Faculty of Biochemistry and Molecular Medicine, University of Oulu, P.O. BOX 8000, FI-90014 Oulu, Finland.
Faculty of Medicine, University of Oulu, P.O. BOX 8000, FI-90014 Oulu, Finland.
Int J Mol Sci. 2020 Nov 22;21(22):8837. doi: 10.3390/ijms21228837.

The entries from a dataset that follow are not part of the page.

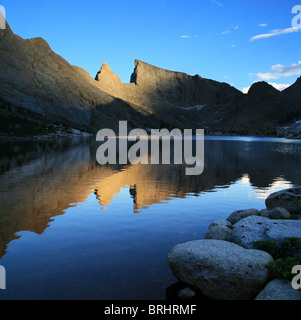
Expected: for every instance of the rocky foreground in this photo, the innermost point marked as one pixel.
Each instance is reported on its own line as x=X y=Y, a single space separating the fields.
x=226 y=265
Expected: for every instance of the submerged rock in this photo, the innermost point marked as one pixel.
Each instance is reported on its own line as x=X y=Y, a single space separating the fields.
x=220 y=269
x=241 y=214
x=279 y=290
x=289 y=199
x=254 y=228
x=279 y=213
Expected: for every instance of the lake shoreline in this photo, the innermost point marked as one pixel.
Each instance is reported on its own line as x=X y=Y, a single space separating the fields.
x=234 y=253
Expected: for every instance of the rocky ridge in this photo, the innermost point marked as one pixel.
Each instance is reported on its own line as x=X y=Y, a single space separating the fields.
x=52 y=92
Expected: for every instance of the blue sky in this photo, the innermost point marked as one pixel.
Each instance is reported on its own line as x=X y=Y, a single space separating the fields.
x=233 y=41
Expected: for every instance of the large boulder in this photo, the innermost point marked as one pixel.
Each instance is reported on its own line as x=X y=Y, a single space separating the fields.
x=220 y=269
x=241 y=214
x=254 y=228
x=219 y=230
x=279 y=213
x=289 y=199
x=279 y=290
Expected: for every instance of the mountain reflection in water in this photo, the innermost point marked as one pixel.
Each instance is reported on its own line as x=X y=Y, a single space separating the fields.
x=40 y=180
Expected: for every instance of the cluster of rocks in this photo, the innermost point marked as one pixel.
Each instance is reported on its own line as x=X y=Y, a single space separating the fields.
x=224 y=265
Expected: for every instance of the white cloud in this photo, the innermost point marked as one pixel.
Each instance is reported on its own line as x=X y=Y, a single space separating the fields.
x=217 y=3
x=279 y=71
x=232 y=28
x=276 y=32
x=245 y=90
x=279 y=86
x=189 y=37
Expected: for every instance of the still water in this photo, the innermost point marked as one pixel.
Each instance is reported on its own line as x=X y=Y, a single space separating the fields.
x=72 y=229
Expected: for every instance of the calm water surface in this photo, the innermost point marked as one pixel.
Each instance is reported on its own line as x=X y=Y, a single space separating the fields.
x=71 y=229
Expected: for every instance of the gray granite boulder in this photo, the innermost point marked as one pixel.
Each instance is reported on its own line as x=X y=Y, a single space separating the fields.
x=279 y=213
x=220 y=269
x=241 y=214
x=254 y=228
x=290 y=199
x=219 y=230
x=279 y=290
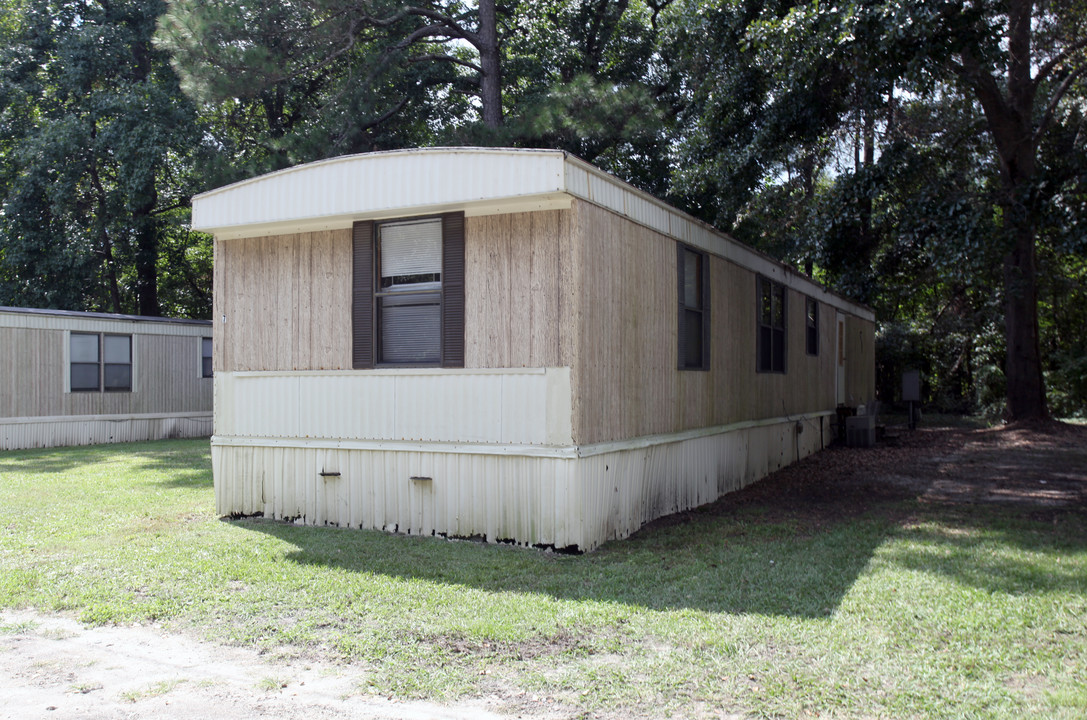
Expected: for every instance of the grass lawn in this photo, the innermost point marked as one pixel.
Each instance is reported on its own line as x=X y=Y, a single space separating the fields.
x=900 y=609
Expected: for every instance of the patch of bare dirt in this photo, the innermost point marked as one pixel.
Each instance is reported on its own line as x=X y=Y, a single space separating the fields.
x=1038 y=467
x=54 y=668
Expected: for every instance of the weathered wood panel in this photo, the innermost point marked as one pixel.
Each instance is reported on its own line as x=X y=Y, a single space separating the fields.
x=32 y=372
x=284 y=302
x=626 y=376
x=513 y=281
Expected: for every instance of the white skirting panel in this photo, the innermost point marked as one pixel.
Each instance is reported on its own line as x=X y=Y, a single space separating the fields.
x=22 y=433
x=564 y=501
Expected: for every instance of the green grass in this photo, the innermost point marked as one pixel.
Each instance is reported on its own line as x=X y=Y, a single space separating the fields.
x=906 y=610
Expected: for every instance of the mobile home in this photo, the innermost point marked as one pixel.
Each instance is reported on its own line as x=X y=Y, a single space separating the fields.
x=504 y=344
x=87 y=377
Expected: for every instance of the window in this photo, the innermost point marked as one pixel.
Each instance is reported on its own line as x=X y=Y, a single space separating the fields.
x=100 y=362
x=694 y=286
x=811 y=319
x=205 y=357
x=772 y=310
x=408 y=305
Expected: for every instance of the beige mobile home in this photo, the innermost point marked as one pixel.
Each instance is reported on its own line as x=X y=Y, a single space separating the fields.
x=507 y=344
x=86 y=377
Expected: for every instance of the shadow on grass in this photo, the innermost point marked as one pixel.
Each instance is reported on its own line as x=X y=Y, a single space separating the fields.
x=740 y=565
x=790 y=545
x=998 y=551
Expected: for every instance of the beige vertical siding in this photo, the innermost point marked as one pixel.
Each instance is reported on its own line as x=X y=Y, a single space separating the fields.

The expression and regulation of matrisome genes-the ensemble of extracellular matrix, ECM, ECM-associated proteins and regulators as well as cytokines, chemokines and growth factors-is of paramount importance for many biological processes and signals within the tumor microenvironment. The availability of large and diverse multi-omics data enables mapping and understanding of the regulatory circuitry governing the tumor matrisome to an unprecedented level, though such a volume of information requires robust approaches to data analysis and integration. In this study, we show that combining Pan-Cancer expression data from The Cancer Genome Atlas (TCGA) with genomics, epigenomics and microenvironmental features from TCGA and other sources enables the identification of "landmark" matrisome genes and machine learning-based reconstruction of their regulatory networks in 74 clinical and molecular subtypes of human cancers and approx. 6700 patients. These results, enriched for prognostic genes and cross-validated markers at the protein level, unravel the role of genetic and epigenetic programs in governing the tumor matrisome and allow the prioritization of tumor-specific matrisome genes (and their regulators) for the development of novel therapeutic approaches.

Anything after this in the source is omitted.